Statistiquement, des études quantitatives montrent que les sanctions économiques ont une faible probabilité de succès : à peine 5, 22 ou 30 pour cent. Lors d’un évènement tenu au Haut-Commissariat aux droits de l’homme de l’ONU, le chercheur Dursun Peksen a déclaré que « les sanctions économiques ne réussissent pas à atteindre leurs buts de 65 à 95 pour cent du temps. » Pire, l’histoire démontre que de telles mesures peuvent avoir des effets contreproductifs. Une analyse de 157 pays (de 1976 à 2001) démontre que l’administration ciblée, se sentant menacée, peut augmenter le niveau de répression politique en vue d’assurer la survie du régime. Une autre étude de 102 pays (de 1972 à 2000) confirme que les sanctions incitent les Etats à consolider leur pouvoir et restreindre les libertés politiques.

Bien que l’expérience du passé ne devrait pas être ignorée, le Gouvernement du Cambodge pourrait sortir du lot. Il reste à espérer qu’il soit à la hauteur des espérances du monde occidental, afin d’encourager un plus grand respect des droits de l’homme et d’éviter les dommages causés par un éventuel retrait de l’accord commercial.

Une démocratisation en douceur

La politique de sanctions est lancée. A ce jour, la législation et les clauses des droits de l’homme dans les accords commerciaux de l’UE n’ont pas été révisés.

Sanctions partielles

En l’état actuel, la situation pourrait évoluer positivement si des restrictions sont placées sur les sanctions économiques. L’UE devrait opter pour des sanctions partielles, courtes et graduelles afin de minimiser les conséquences négatives sur la population.

Plutôt que de toucher la totalité des exports cambodgiens vers l’UE, le retrait de l’accord aux tarifs préférentiels pourrait éviter le secteur vital de l’industrie textile et ne toucher qu’un secteur mineur, tel que le sucre, comme l’aurait suggéré la France. Si le mal serait moindre, il faudrait tout de même trouver des solutions viables pour compenser les travailleurs et parties tierces du secteur qui ne sont pas responsables du climat politique. Il est également statistiquement prouvé que « plus les sanctions sont courtes, plus les chances de réussite augmentent. »

Il sera aussi indispensable pour les représentants de l’UE de maintenir une relation cordiale, toujours en vue d’atteindre les objectifs démocratiques visés, avec le Gouvernement et de restaurer la relation de confiance nécessaire à une coopération positive pour promouvoir les droits de l’homme. Il est difficile d’imaginer que l’on pourrait forcer le respect des valeurs démocratiques, sans travailler en profondeur pour qu’elles soient adoptées aussi bien dans les cœurs que les esprits.

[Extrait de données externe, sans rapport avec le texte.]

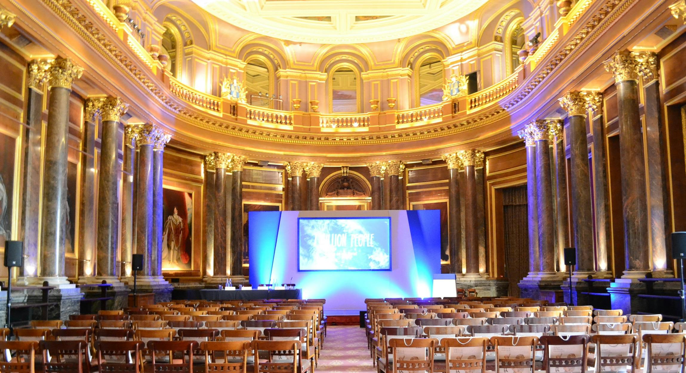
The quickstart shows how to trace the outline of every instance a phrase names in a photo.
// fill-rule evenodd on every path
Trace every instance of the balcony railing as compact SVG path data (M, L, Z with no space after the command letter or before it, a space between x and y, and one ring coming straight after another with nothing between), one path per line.
M246 117L248 120L270 124L293 125L293 114L290 111L258 108L250 105L246 105Z
M426 106L399 111L395 115L396 124L429 121L443 117L443 104L439 102Z
M222 100L217 96L196 91L185 84L182 84L176 79L169 82L169 89L172 90L172 93L184 101L187 101L212 111L222 111Z

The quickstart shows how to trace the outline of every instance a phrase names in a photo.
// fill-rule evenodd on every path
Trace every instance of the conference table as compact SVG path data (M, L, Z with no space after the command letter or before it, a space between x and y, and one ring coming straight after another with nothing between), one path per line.
M257 300L257 299L299 299L303 289L285 290L220 290L202 289L200 299L204 300Z

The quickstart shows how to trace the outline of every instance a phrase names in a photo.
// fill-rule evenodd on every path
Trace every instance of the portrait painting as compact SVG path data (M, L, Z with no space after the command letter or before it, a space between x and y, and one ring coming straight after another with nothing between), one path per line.
M193 193L165 188L162 270L193 270Z
M11 238L14 185L14 150L16 139L0 133L0 247Z
M253 202L243 203L243 264L246 264L248 261L248 213L253 211L281 211L281 206L279 204L274 205L260 205Z

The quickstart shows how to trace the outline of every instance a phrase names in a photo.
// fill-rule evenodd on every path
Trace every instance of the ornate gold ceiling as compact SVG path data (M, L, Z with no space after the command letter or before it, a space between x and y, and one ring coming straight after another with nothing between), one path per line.
M488 0L193 0L257 34L295 42L351 44L425 32L471 14Z

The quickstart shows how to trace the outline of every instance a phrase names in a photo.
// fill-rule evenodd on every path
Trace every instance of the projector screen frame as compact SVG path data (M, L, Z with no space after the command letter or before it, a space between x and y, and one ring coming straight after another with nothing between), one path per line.
M300 269L300 220L366 220L366 219L384 219L388 223L388 268L384 269ZM298 240L297 253L298 253L298 272L388 272L393 270L393 238L391 236L391 217L386 216L340 216L340 217L316 217L316 216L298 216L296 225L298 226Z

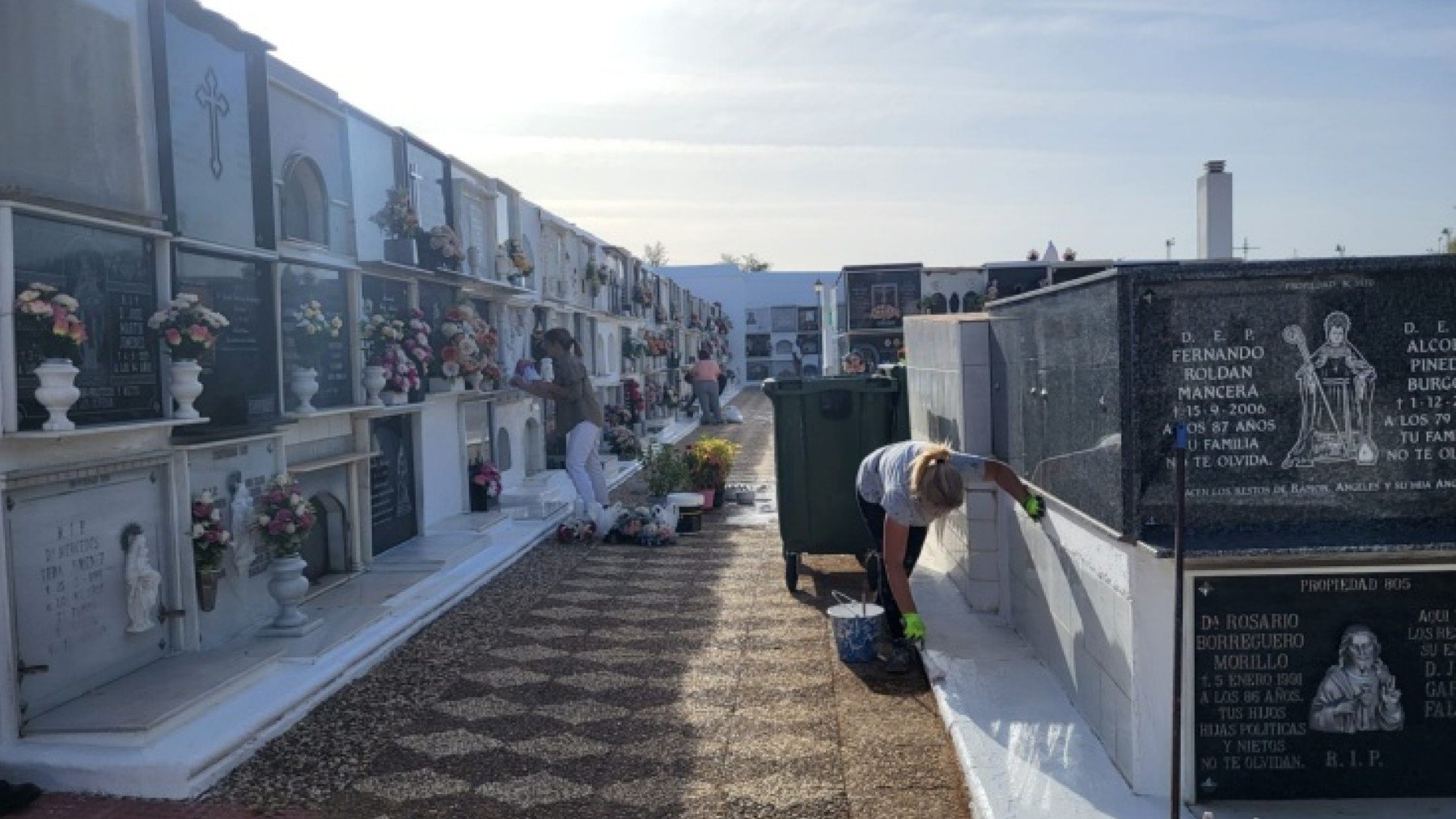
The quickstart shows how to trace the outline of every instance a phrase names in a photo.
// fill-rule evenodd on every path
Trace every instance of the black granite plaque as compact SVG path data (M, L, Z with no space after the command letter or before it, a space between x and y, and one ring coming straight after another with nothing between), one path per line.
M370 422L370 525L374 554L387 551L419 531L415 519L414 416L393 415Z
M179 252L173 288L229 320L202 371L197 409L208 418L185 434L266 425L278 418L278 310L272 276L258 262Z
M1200 802L1453 796L1456 572L1203 576Z
M748 358L769 358L773 355L773 336L769 333L748 333L743 337Z
M409 282L381 276L364 276L361 279L361 291L364 295L361 310L365 316L377 313L392 317L409 307Z
M80 400L70 410L77 425L144 420L162 416L159 353L147 340L147 317L157 307L151 240L26 215L15 217L15 279L74 295L90 340L76 364ZM20 429L39 429L50 413L35 401L32 374L39 352L16 323L16 387Z
M920 301L920 268L846 271L850 330L898 329Z
M310 301L317 301L326 316L339 316L344 320L344 332L336 340L329 342L322 361L319 361L319 393L313 396L313 406L352 404L354 374L349 369L348 288L344 284L344 273L325 268L285 265L280 291L282 294L284 362L290 367L297 359L293 332L293 313L296 310Z
M1456 534L1440 521L1456 503L1456 278L1398 263L1289 273L1137 285L1143 527L1171 522L1166 441L1182 420L1195 535L1395 537L1389 521Z

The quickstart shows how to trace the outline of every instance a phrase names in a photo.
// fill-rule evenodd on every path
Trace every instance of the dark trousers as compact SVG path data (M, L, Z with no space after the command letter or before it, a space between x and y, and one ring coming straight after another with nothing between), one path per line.
M859 514L865 518L865 525L869 527L869 535L875 538L875 551L865 560L865 573L869 575L869 582L875 588L875 602L885 608L885 628L890 630L890 639L898 640L904 637L904 624L900 623L900 605L895 602L894 592L890 591L890 578L885 575L885 508L859 498ZM920 548L925 547L927 531L925 527L910 527L910 534L906 538L906 578L914 572L916 560L920 560Z

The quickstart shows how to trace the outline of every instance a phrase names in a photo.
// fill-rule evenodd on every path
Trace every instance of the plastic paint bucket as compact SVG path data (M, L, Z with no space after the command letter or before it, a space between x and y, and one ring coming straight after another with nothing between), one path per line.
M834 592L839 605L828 608L828 627L840 662L872 662L885 610L872 602L855 602Z

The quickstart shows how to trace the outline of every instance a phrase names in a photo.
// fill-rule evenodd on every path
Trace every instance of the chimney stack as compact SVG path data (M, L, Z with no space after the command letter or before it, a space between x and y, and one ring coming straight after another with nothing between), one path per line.
M1223 160L1204 163L1198 177L1198 257L1233 257L1233 175Z

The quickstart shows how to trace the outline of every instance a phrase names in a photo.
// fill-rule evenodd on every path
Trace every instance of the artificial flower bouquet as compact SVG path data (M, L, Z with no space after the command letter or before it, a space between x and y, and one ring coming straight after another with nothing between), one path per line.
M491 461L476 457L470 461L470 511L486 512L491 499L501 496L501 470Z
M534 271L531 260L526 256L526 250L521 247L518 240L505 240L505 255L511 259L511 266L517 271L511 278L529 276L531 275L531 271Z
M172 361L198 361L208 355L227 326L226 316L202 305L191 292L178 294L147 319L147 327L166 343Z
M591 543L597 540L597 524L587 519L566 521L556 527L556 540L559 543Z
M464 249L460 247L460 237L454 228L441 224L430 228L430 249L444 259L444 266L454 269L464 259Z
M344 333L344 319L328 314L317 301L300 304L293 311L293 349L300 367L317 367L329 345Z
M386 239L414 239L419 230L419 215L415 214L409 202L409 191L405 188L390 188L386 193L384 207L368 221L384 231Z
M607 543L635 543L638 546L670 546L677 541L677 530L667 525L648 506L636 506L617 515L616 524L606 535Z
M268 482L258 499L253 528L274 557L293 557L303 551L317 514L303 498L303 487L288 473Z
M31 282L15 300L16 323L38 330L41 358L73 358L90 337L80 303L44 282Z
M192 499L192 563L198 572L218 572L233 534L223 527L213 490L205 490Z

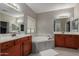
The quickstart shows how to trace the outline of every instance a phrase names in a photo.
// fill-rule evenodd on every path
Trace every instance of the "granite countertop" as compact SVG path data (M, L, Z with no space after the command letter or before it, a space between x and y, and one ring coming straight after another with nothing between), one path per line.
M7 42L10 40L17 40L17 39L25 37L25 36L31 36L31 34L20 34L20 35L16 35L13 37L12 36L3 36L3 37L0 37L0 43Z
M79 32L54 32L54 34L79 35Z

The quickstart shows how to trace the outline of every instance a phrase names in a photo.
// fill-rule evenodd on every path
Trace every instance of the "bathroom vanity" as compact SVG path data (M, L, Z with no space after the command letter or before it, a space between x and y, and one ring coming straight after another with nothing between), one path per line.
M79 48L78 33L55 33L55 47Z
M0 39L1 56L25 56L32 52L31 35L19 35L4 39Z

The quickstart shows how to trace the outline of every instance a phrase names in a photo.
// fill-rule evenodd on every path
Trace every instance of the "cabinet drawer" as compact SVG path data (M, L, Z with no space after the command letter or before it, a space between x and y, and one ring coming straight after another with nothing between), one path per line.
M8 41L5 43L1 43L1 49L8 49L12 46L14 46L14 41Z
M17 44L22 44L21 39L15 40L15 45L17 45Z

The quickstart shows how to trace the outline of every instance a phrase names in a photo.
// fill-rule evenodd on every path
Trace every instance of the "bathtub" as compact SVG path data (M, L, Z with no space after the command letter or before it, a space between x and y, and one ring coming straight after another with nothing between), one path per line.
M54 48L54 39L48 35L38 35L32 38L32 52L38 53L43 50Z

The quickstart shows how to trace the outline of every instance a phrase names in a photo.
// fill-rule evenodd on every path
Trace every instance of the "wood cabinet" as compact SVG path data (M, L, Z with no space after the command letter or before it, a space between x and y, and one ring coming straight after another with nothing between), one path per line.
M74 35L66 35L65 36L65 47L77 48L76 47L76 39L75 39Z
M32 52L32 36L0 43L1 56L24 56Z
M56 34L55 35L55 46L77 49L79 48L79 36L78 35Z
M21 46L20 44L13 46L7 50L7 56L21 56Z

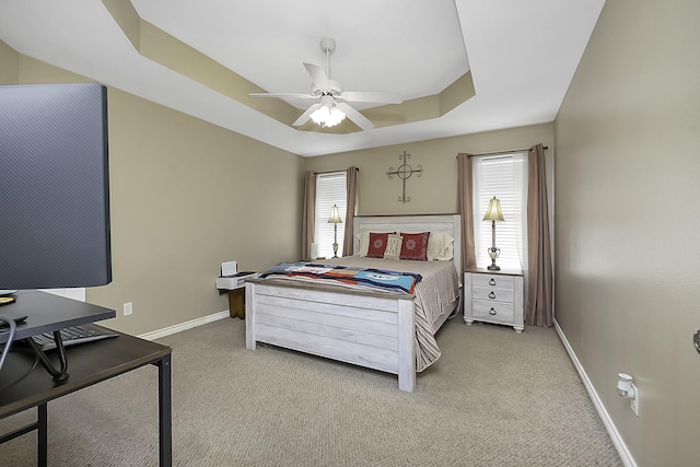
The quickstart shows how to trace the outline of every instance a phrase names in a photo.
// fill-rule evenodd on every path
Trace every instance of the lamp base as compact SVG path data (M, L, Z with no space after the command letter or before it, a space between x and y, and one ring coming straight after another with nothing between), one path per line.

Il est fondamental de comprendre les structures de pouvoir cambodgiennes, les facteurs culturels, économiques et sociaux enracinés depuis des millénaires dans cette civilisation ancestrale – et de les intégrer dans une structure démocratique communément acceptée, plutôt que de chercher à les détruire et les remplacer. L’adaptation est le maître-mot d’une politique de démocratisation viable.

Pour conclure, si l’UE retire l’accord « Tout Sauf Les Armes » sans parvenir à amener le changement démocratique souhaité, elle ne fera que causer une déstabilisation économique et nuire à la situation des droits de l’homme, en particulier les droits économiques et sociaux. Il va sans dire qu’il est attendu de l’Union qu’elle réponde de ses actes et des conséquences qui en découlent.

L’espoir est de mise

Les populations attendent de leurs dirigeants des négociations fructueuses et des décisions appropriées optimisant leur bien-être et assurant l’avancée effective de leurs libertés fondamentales et droits civiques.

Par Cindy Cao

Cindy Cao est doctorante en politique internationale à l’Université de Leicester, Royaume-Uni et chercheuse associée à l’Institut Européen des Etudes Asiatiques à Bruxelles, Belgique. Elle est basée à Phnom Penh et poursuit une recherche sur les relations entre l’UE et le Cambodge.